Selon le neurobiologiste Jean-Pierre Changeux, les circuits neuronaux se font par des activités d’apprentissage et se défont par l’inactivité. Le dispositif cérébral s’use quand on ne s’en sert pas.

LA DÉMENCE N’EST PAS NÉCESSAIREMENT UNE FATALITÉ

Normand Gagnon, Autour de l’Île, l’Île d’Orléans

Selon les experts scientifiques réunis au sein d’une commission d’étude constituée sous l’égide de la revue médicale The Lancet, la survenue de la démence pourrait être empêchée ou retardée si nous agissions sur certains facteurs de risque modifiables, c’est-à-dire ceux sur lesquels il est possible d’avoir prise. Ces chercheurs proposent en effet un modèle incorporant des facteurs de risque disséminés sur une bonne part de la durée de la vie et non pas seulement ceux associés au grand âge (voir le schéma). Le modèle possède ce grand intérêt d’identifier, pour les étapes déterminantes de la vie, les facteurs de risque relatifs à la démence, mais aussi de leur associer une estimation quantitative des «chances» de survenue en présence de ces facteurs. Cela permet de travailler en aval du problème sur des paramètres spécifiques et potentiellement modifiables. Un grand espoir, car leurs calculs montrent que plus du tiers des cas de démence pourraient être évités par une série des mesures préventives.

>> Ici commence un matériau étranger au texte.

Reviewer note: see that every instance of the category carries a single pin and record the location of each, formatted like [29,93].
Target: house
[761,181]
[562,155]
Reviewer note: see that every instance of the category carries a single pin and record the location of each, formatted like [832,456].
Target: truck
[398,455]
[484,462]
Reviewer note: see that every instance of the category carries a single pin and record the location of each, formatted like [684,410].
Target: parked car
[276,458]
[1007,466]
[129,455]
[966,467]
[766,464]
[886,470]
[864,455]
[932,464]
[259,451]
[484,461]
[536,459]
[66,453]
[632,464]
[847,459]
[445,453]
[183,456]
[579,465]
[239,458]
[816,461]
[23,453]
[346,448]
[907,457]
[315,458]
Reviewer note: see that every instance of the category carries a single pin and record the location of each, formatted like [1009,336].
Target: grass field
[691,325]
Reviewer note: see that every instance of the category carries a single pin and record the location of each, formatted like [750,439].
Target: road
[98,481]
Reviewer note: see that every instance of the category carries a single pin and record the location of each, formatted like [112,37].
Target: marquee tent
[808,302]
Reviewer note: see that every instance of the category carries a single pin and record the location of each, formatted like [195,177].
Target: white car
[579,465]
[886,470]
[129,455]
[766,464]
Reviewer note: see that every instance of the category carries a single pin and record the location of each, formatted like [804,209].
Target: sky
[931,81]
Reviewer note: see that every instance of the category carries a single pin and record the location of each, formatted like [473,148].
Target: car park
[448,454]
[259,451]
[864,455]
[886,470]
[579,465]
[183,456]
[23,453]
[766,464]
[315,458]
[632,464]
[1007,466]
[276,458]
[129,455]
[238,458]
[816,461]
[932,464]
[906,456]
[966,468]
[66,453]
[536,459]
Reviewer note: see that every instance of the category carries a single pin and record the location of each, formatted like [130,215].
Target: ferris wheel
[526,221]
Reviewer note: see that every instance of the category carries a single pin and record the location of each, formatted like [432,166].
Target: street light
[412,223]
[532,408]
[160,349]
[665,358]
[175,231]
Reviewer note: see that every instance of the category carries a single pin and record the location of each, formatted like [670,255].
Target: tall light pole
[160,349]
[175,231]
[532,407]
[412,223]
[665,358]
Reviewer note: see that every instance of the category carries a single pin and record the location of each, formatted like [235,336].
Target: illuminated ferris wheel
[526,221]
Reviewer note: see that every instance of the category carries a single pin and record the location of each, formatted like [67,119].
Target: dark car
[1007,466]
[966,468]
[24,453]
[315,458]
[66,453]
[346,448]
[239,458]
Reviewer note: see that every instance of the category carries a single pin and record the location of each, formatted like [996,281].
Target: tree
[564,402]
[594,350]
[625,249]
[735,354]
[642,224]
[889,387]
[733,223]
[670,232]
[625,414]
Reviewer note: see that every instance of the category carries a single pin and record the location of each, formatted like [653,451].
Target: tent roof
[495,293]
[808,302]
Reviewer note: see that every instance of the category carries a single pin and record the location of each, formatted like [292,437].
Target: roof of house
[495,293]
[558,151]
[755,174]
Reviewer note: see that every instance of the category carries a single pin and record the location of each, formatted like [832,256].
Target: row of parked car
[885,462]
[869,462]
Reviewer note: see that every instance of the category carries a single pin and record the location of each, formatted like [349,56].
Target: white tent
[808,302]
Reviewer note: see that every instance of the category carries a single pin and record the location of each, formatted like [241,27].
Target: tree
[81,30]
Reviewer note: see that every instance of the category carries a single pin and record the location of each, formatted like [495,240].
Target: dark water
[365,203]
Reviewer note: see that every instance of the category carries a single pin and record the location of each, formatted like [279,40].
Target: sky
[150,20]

Les facteurs potentiellement modifiables
Un premier facteur de risque déterminant est le bas niveau d’éducation. Il semble en effet que cette situation induirait une vulnérabilité au déclin cognitif (voir le glossaire), ce qui s’expliquerait par le bas niveau de la réserve cognitive. L’INSERM définit cette réserve comme étant le résultat «d’une stimulation intellectuelle prolongée tout au long de la vie, des apprentissages ou encore de relations sociales épanouies»; ces derniers auraient comme effet d’augmenter le nombre de connexions fonctionnelles entre les neurones et, de ce fait, de compenser les pertes neuronales inévitables associées au vieillissement. Les personnes plus éduquées seraient affectées plus tardivement − sinon jamais − par la neurodégénérescence.

Un autre facteur important et surprenant est la perte auditive périphérique d’autant plus déterminante qu’elle survient à des degrés divers chez 32% des personnes âgées de 55 ans et plus. Si la relation causale entre cette perte et le déclin cognitif n’est pas établie, il est pour l’instant présumé que le phénomène pourrait provoquer des changements au cerveau accentuant ainsi une fragilité déjà installée.

D’autres facteurs, mieux connus, car on sait déjà leur influence sur la santé en général, interviennent aussi dans l’apparition de la démence; on distingue notamment l’activité physique qui se révèle être un agent de protection contre le déclin cognitif. Le diabète, l’hypertension et l’obésité, réunis ou pas, indiquent un mauvais état de santé général, ce qui n’est pas sans influencer le fonctionnement du cerveau. Également, selon les nombreuses études réalisées sur la question, la dépression est aussi un facteur de risque si elle survient environ dix ans avant l’apparition des premiers symptômes de la démence. Enfin, les personnes ayant peu de contacts sociaux présenteraient un risque non négligeable de pertes cognitives, notamment parce qu’elles sont
plus exposées à diverses maladies qui exercent une influence sur l’avènement de la démence, en plus d’être moins actives sur le plan intellectuel; ces paramètres rejoignent ceux précédemment mentionnés.

De ce qui précède, on peut conclure que pour diminuer les risques d’être affecté par la démence, il faut intervenir tout au long de la vie par diverses mesures dont l’élimination des facteurs de risque identifiés plus haut. L’observation de cette consigne n’est toutefois pas une garantie absolue puisque l’hérédité jouerait un rôle prépondérant. Notons toutefois, en terminant, que malgré la grande envergure de l’étude citée, celle-ci reste lacunaire en ce sens qu’elle n’a pas pris en considération des facteurs reconnus comme des déterminants de la santé, notamment l’alimentation, la consommation d’alcool, la qualité de l’environnement.